Ukraine’s IT Army told Recorded Future News that it hit Bitrix24’s systems with a distributed denial-of-service (DDoS) attack. It was mainly aimed at the infrastructure that supports the company's operations, including data centers and internal services, according to the hackers.

“Our goal was to not only stop services for customers but also to disrupt the work of Bitrix employees,” said IT Army’s spokesperson.

On Thursday, the IT Army said that Bitrix24 was still down after the attack. The group said in a comment that it is still trying to sustain the attack.

The company’s customers turned to its official Telegram channel to complain about disruptions.
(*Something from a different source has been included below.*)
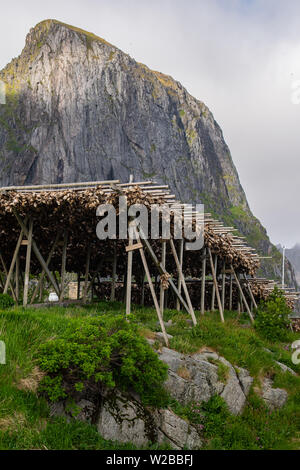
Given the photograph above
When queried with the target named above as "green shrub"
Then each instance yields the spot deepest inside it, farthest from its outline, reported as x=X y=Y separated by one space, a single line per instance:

Some users said they could not receive calls and messages, while others complained about the availability of Bitrix24’s cloud services.

“Failures like these damage the service's reputation and make us reconsider using it, as we suffer losses in such situations,” one of the customers said.

In response to these comments, the company said that its specialists "are currently working to resolve problems with the availability of some of its services."

Bitrix24 is one of the most popular CRM systems for Russian medium and small businesses. It offers services similar to Western brands such as HubSpot and Zoho. On its LinkedIn page, the company claims that it also serves customers from Fortune 500 companies, including Xerox, Samsung, Volkswagen, KIA, Gazprom, Vogue and PC Magazine.

Bitrix24’s parent company, 1C-Bitrix, is headquartered in Russia. The company also lists main offices in Virginia in the U.S. and in Cyprus. A co-founder said in an interview in 2020 that Bitrix24’s revenues abroad are comparable to Russian ones.

Before Russia’s invasion, Ukraine relied heavily on Russian CRM systems, including Bitrix24. Nearly 10,000 businesses used it before the company exited the Ukrainian market earlier this year. Bitrix24 is now sanctioned in the country.